The filing came three weeks after Republican Gov. Chris Christie issued a directive that would allow casinos and racetracks to offer sports wagering as long as it wasn’t state-regulated, an attempt to avoid conflicting with a 1992 federal law.
“Defendants’ latest arguments are nothing more than a blatant attempt to circumvent this Court’s injunction and the federal law that it prohibits defendants from violating,” the leagues wrote.
U.S. District Judge Michael Shipp, whose injunction sided with the leagues in upholding the federal ban last year, is expected to rule in Trenton by next week on the matter.
In the meantime, casinos and racetracks remain in limbo as they await a resolution. Monmouth Park officials have said they want to offer sports betting as soon as possible and have been making preparations for the last year.
New Jersey voters overwhelmingly endorsed legal sports betting through a nonbinding referendum in 2011, and the Legislature passed a sports wagering law that was signed by Christie in 2012.

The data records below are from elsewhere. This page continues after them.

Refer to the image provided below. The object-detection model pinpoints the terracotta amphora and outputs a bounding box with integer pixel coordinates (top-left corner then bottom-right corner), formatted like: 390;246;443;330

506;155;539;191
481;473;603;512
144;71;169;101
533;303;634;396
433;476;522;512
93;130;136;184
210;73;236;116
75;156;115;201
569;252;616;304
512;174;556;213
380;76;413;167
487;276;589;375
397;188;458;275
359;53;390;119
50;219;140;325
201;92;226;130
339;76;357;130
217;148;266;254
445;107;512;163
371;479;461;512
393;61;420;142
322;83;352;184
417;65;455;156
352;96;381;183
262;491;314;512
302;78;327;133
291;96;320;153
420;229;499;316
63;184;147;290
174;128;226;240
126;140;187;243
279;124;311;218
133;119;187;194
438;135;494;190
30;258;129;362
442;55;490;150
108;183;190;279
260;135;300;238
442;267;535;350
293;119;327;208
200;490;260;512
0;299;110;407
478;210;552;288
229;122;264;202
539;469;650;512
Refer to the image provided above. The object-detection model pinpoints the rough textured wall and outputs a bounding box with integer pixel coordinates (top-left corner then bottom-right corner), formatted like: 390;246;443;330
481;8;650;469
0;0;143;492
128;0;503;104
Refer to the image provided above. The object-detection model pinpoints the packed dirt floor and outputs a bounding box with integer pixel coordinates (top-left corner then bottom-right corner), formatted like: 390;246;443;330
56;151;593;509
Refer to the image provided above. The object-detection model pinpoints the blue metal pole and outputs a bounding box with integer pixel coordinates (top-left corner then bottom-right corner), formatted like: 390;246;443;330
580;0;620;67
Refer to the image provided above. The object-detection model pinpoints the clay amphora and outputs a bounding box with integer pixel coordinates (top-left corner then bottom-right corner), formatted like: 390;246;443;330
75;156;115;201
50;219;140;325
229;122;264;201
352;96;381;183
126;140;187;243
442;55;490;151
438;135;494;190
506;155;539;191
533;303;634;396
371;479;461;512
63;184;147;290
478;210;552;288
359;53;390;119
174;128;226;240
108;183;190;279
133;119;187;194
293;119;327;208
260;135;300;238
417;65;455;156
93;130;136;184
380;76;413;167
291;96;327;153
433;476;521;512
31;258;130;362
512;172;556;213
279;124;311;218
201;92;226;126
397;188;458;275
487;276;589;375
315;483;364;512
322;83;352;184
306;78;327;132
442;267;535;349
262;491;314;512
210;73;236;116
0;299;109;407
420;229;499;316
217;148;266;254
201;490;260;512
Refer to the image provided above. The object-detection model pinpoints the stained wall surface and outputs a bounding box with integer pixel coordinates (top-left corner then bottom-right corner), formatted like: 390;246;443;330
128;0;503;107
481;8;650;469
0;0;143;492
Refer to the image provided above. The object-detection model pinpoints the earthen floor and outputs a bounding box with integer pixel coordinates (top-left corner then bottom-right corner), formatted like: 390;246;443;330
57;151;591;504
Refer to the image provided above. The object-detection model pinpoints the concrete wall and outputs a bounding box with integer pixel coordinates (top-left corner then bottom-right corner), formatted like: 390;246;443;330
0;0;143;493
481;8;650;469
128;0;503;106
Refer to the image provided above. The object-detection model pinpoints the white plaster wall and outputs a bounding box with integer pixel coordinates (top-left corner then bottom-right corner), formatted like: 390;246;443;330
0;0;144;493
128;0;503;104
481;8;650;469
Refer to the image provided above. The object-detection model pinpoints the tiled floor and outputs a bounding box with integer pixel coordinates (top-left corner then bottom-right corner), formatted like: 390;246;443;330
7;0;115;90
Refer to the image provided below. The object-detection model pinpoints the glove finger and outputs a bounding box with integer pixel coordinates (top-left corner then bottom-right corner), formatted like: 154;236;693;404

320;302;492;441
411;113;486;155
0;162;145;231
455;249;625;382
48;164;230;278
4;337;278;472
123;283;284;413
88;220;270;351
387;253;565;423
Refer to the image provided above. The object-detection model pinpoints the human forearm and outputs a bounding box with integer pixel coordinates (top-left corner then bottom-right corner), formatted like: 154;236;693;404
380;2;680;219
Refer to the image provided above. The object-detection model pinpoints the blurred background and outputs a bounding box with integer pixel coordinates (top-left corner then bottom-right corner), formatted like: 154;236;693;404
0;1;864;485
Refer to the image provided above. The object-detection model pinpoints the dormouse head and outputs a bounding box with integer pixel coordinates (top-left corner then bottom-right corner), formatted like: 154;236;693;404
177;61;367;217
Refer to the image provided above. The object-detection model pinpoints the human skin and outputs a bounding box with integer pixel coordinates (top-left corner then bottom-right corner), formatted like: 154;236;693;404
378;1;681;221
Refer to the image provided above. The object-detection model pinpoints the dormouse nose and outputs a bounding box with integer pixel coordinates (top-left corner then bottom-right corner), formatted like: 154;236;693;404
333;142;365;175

In August of that year, the NFL, the NBA, the NHL, Major League Baseball and the NCAA sued Christie to stop sports gambling, citing the 1992 Professional and Amateur Sports Protection Act, which bans sports gambling in all but Nevada and three other states that had offered sports pools but not individual game betting.
Christie nevertheless this month announced a directive that sports betting at casinos and racetracks was no longer illegal in the state.
The leagues, in their filing on Monday, said that the law passed by New Jersey’s Legislature explicitly saw sports gambling being a state-regulated industry, which would be a violation of the 1992 act. They also argued that since casinos and racetracks are heavily regulated by the state, offering sports wagering there would amount to having it regulated by the state as well.
A spokesman for the state attorney general’s office declined to comment Monday. A spokesman for Christie didn’t respond to email requests for comment on the filing.